# LightEMMA

**Repository Path**: flashdxy/LightEMMA

## Basic Information

- **Project Name**: LightEMMA
- **Description**: No description available
- **Primary Language**: Unknown
- **License**: Not specified
- **Default Branch**: main
- **Homepage**: None
- **GVP Project**: No

## Statistics

- **Stars**: 0
- **Forks**: 0
- **Created**: 2025-05-08
- **Last Updated**: 2025-06-04

## Categories & Tags

**Categories**: Uncategorized

**Tags**: None

## README

# LightEMMA: Lightweight End-to-end Multimodal Autonomous Driving

[![arXiv](https://img.shields.io/badge/arXiv-2505.00284-red.svg)](https://arxiv.org/abs/2505.00284)
[![nuScenes](https://img.shields.io/badge/dataset-nuScenes-green.svg)](https://www.nuscenes.org/nuscenes)
[![Hugging Face](https://img.shields.io/badge/🤗-Huggingface-yellow.svg)](https://huggingface.co/)

**LightEMMA** is an open-loop, end-to-end autonomous driving framework designed to leverage the zero-shot capabilities of vision-language models (VLMs). Its primary task is the prediction of driving actions and trajectories, evaluated using real-world driving scenarios from the nuScenes dataset. The framework integrates multiple state-of-the-art VLMs, including **GPT**, **Claude**, **Gemini**, **Qwen**, **DeepSeek**, **LLaMA**.

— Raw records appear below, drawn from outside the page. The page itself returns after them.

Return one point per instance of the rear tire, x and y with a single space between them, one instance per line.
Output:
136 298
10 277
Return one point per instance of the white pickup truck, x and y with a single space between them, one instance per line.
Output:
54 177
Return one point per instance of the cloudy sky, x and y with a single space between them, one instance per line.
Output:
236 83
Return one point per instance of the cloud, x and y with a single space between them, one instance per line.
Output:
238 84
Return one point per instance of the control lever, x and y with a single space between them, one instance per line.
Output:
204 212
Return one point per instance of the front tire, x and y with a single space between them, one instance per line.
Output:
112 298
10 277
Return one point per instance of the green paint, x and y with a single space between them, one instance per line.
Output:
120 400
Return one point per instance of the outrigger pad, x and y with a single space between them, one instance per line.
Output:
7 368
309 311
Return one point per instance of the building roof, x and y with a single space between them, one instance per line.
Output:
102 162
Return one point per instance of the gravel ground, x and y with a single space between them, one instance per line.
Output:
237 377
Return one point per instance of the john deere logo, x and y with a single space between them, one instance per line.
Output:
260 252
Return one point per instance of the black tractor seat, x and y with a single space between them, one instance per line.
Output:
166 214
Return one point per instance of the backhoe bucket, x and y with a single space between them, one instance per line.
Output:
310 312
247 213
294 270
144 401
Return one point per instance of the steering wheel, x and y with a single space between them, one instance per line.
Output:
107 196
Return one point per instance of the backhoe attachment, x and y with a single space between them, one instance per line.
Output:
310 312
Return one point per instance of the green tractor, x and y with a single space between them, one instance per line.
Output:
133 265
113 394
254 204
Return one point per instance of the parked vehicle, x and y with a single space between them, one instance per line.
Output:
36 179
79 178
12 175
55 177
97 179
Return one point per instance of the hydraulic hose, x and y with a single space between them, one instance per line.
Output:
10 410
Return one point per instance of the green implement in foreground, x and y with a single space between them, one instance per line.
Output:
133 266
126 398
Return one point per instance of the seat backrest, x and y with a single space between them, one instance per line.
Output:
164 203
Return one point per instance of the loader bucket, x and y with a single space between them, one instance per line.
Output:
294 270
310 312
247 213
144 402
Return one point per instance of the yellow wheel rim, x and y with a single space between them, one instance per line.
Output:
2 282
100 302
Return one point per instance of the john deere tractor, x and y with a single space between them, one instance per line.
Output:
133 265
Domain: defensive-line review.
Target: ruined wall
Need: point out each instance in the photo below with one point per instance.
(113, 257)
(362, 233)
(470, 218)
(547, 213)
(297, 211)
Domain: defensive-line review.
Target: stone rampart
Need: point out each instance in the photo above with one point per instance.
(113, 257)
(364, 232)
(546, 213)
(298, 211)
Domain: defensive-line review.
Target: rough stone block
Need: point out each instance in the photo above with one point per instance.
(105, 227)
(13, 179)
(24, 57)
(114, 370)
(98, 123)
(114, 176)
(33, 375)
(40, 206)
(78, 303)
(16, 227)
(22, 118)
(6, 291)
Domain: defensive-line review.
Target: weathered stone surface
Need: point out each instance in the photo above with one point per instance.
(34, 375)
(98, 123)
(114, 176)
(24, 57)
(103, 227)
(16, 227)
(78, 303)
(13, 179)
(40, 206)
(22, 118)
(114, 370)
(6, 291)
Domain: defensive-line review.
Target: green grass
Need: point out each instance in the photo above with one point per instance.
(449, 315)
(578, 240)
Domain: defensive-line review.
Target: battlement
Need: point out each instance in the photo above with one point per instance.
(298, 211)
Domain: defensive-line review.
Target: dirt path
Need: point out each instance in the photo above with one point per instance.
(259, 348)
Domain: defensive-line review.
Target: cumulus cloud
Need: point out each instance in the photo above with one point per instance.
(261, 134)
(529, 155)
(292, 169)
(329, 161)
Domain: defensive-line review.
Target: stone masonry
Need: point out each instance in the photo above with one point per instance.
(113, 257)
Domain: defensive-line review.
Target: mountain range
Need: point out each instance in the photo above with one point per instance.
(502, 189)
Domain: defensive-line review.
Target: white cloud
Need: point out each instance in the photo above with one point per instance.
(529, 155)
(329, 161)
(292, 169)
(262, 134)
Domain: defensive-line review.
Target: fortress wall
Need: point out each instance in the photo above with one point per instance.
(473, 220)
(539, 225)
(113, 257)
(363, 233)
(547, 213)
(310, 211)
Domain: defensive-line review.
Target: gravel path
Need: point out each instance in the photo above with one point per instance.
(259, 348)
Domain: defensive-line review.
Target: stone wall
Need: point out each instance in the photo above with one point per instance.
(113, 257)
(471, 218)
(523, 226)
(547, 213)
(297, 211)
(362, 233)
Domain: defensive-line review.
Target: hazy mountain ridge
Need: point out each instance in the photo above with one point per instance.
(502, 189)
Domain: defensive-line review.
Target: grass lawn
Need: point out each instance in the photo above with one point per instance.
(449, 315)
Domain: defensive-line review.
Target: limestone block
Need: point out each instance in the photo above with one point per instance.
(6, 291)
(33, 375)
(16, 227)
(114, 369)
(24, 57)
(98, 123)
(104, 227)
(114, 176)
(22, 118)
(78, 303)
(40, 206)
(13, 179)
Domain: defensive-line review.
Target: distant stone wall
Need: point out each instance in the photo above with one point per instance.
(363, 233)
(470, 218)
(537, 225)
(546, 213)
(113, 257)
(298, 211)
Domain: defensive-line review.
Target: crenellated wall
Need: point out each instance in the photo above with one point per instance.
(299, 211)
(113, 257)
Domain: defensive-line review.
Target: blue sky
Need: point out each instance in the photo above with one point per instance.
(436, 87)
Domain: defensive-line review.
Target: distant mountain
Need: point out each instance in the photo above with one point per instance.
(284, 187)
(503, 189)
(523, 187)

![My Image](images/architecture.png)

## Table of Contents

- [Overview](#overview)
- [Features](#features)
- [Supported Models](#supported-models)
- [Environment Setup](#environment-setup)
  - [Prerequisites](#prerequisites)
  - [Installation](#installation)
  - [Code Structure](#code-structure)
  - [Dataset Preparation](#dataset-preparation)
  - [Configuration](#configuration)
- [Usage](#usage)
  - [Run Predictions](#run-predictions)
  - [Run Baseline](#run-baseline)
  - [Evaluation](#evaluation)
  - [Comparing Models](#comparing-models)
  - [Pre-generated Outputs](#pre-generated-outputs)
- [License](#license)
- [Citation](#citation)

## Overview

LightEMMA processes front-camera images from the nuScenes dataset and leverages VLMs using a chain-of-thought (CoT) reasoning approach.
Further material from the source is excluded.